When you compare all these approaches, it seems there is simply no satisfying answer. Why is that?

  1. The Two Generals’ Problem in distributed systems. This was the first problem in the history of computer science to be formally proven unsolvable. The exact definition is not important here. What matters is that science already proved it has no general solution.

  2. The Oracle Problem in computation theory. Every blockchain is itself a deterministic state machine. It is closed, verifiable, and reproducible. If it wants to communicate with the outside world, it inevitably has to introduce a trust model, economic game theory, cryptographic proofs, or other such mechanisms. Once that happens, the cross-chain solution is no longer pure.

So the problem of decentralized cross-chain bridges already touches the theoretical boundary of computer science. It is not that the industry is incapable. It is that the problem itself has no solution.

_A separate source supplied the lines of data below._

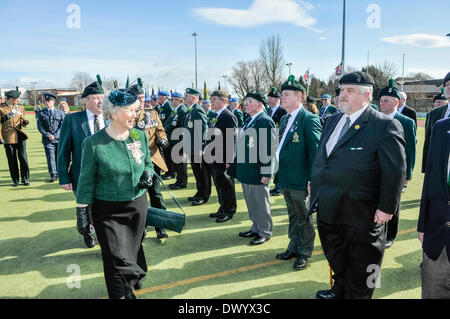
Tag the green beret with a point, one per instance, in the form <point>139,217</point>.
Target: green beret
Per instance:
<point>94,88</point>
<point>391,90</point>
<point>192,92</point>
<point>220,93</point>
<point>257,96</point>
<point>357,78</point>
<point>292,85</point>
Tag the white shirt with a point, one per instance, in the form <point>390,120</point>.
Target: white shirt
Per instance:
<point>90,116</point>
<point>288,126</point>
<point>332,141</point>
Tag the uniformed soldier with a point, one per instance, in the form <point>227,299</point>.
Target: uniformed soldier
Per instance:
<point>389,101</point>
<point>12,136</point>
<point>176,120</point>
<point>49,122</point>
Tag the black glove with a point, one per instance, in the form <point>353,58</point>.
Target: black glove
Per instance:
<point>83,225</point>
<point>146,180</point>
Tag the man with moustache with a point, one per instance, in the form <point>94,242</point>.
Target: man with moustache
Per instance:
<point>356,183</point>
<point>75,128</point>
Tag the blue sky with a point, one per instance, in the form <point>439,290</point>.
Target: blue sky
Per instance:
<point>152,39</point>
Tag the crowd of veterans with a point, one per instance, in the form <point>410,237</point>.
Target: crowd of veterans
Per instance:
<point>348,162</point>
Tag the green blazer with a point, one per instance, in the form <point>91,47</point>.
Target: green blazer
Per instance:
<point>409,128</point>
<point>110,171</point>
<point>175,120</point>
<point>299,150</point>
<point>248,166</point>
<point>195,115</point>
<point>432,117</point>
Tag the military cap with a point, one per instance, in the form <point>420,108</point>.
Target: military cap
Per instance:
<point>274,93</point>
<point>163,93</point>
<point>49,96</point>
<point>440,96</point>
<point>257,96</point>
<point>15,94</point>
<point>391,90</point>
<point>177,95</point>
<point>121,98</point>
<point>192,92</point>
<point>447,78</point>
<point>94,88</point>
<point>292,85</point>
<point>357,78</point>
<point>220,93</point>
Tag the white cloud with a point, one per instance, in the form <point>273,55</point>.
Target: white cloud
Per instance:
<point>421,40</point>
<point>262,12</point>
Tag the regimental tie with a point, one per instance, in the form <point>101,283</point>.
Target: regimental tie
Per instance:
<point>283,127</point>
<point>96,124</point>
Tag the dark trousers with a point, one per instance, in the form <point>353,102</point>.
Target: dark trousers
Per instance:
<point>120,231</point>
<point>202,178</point>
<point>355,255</point>
<point>51,151</point>
<point>14,152</point>
<point>225,189</point>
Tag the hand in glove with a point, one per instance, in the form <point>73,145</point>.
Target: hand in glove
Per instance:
<point>146,180</point>
<point>83,225</point>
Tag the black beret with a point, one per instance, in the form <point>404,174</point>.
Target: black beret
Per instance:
<point>257,96</point>
<point>293,85</point>
<point>440,96</point>
<point>274,93</point>
<point>447,78</point>
<point>94,88</point>
<point>49,96</point>
<point>391,90</point>
<point>357,78</point>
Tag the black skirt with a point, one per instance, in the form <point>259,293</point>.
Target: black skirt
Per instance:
<point>120,232</point>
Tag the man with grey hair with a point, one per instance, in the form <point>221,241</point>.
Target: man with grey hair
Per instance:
<point>406,110</point>
<point>356,182</point>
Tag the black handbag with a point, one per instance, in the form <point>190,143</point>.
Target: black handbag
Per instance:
<point>166,219</point>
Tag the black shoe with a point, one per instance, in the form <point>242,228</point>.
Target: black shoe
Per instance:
<point>161,233</point>
<point>89,241</point>
<point>258,240</point>
<point>301,262</point>
<point>223,218</point>
<point>199,202</point>
<point>286,255</point>
<point>327,294</point>
<point>248,234</point>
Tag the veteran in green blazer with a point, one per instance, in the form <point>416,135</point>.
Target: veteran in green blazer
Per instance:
<point>116,171</point>
<point>252,166</point>
<point>299,134</point>
<point>389,101</point>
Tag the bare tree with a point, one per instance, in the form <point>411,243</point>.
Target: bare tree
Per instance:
<point>271,55</point>
<point>80,80</point>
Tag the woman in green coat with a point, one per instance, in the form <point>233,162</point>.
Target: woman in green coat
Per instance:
<point>116,171</point>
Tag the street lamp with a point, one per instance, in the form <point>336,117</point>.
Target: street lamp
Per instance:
<point>195,37</point>
<point>289,66</point>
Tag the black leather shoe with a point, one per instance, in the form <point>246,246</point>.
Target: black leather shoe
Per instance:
<point>89,241</point>
<point>327,294</point>
<point>301,262</point>
<point>198,202</point>
<point>286,255</point>
<point>223,218</point>
<point>258,240</point>
<point>247,234</point>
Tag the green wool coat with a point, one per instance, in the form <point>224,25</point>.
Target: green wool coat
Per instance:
<point>110,171</point>
<point>299,150</point>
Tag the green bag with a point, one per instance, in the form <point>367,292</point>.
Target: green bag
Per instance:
<point>166,219</point>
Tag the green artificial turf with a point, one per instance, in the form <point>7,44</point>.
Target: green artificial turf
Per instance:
<point>40,247</point>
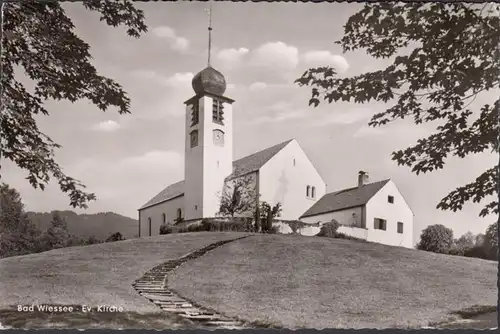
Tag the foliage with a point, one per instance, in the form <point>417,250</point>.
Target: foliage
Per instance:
<point>117,236</point>
<point>39,40</point>
<point>238,197</point>
<point>268,213</point>
<point>165,229</point>
<point>56,236</point>
<point>92,240</point>
<point>329,229</point>
<point>435,82</point>
<point>18,235</point>
<point>463,244</point>
<point>491,241</point>
<point>296,225</point>
<point>436,238</point>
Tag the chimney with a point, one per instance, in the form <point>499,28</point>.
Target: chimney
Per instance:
<point>362,178</point>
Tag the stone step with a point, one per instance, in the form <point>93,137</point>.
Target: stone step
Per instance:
<point>159,297</point>
<point>200,317</point>
<point>151,289</point>
<point>173,301</point>
<point>193,311</point>
<point>158,285</point>
<point>230,323</point>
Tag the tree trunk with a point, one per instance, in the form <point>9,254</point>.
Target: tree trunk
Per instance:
<point>498,255</point>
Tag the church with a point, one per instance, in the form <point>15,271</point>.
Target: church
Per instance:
<point>279,174</point>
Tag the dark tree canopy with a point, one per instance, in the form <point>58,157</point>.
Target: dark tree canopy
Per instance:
<point>39,40</point>
<point>443,55</point>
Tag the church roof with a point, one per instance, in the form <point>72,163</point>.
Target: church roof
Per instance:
<point>243,166</point>
<point>344,199</point>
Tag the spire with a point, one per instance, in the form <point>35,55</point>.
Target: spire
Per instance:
<point>209,10</point>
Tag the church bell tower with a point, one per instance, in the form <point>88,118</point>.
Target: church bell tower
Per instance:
<point>209,142</point>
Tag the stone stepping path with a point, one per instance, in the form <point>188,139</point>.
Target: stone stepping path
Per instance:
<point>153,286</point>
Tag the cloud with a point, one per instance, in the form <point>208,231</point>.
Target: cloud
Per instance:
<point>367,131</point>
<point>129,176</point>
<point>280,112</point>
<point>176,42</point>
<point>153,161</point>
<point>231,57</point>
<point>106,126</point>
<point>323,58</point>
<point>343,117</point>
<point>275,55</point>
<point>181,80</point>
<point>257,86</point>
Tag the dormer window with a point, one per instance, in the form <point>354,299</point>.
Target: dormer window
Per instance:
<point>218,112</point>
<point>195,113</point>
<point>194,138</point>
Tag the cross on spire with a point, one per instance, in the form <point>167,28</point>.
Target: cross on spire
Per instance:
<point>209,10</point>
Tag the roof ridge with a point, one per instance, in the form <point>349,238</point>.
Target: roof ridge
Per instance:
<point>269,148</point>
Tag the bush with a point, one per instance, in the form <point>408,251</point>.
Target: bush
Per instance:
<point>165,229</point>
<point>436,238</point>
<point>296,225</point>
<point>478,252</point>
<point>329,229</point>
<point>117,236</point>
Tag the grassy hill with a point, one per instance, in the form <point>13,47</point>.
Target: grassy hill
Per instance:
<point>297,281</point>
<point>99,225</point>
<point>100,274</point>
<point>286,280</point>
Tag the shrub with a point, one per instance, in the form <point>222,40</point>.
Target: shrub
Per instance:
<point>296,225</point>
<point>218,225</point>
<point>117,236</point>
<point>436,238</point>
<point>165,229</point>
<point>477,252</point>
<point>329,229</point>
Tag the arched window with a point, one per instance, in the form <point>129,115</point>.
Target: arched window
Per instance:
<point>194,138</point>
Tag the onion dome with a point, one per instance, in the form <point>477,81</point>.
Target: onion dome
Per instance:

  1. Interestingly, Vitalik already expressed a view in 2022: the future of blockchain is multi-chain, not cross-chain. Because even if a reliable cross-chain tool solved the communication problem, ETH would still need to trust BTC’s consensus mechanism. If the BTC network forked, ETH could not follow BTC’s fork and reassign funds accordingly. That too is an unsolvable problem.

The technical boundary exposed by cross-chain bridges can teach us two things:

  1. There is no trustless technical solution, only trust transfer and trust minimization.
  2. Engineering architecture can never be perfect. Most of the time, it requires trade-offs.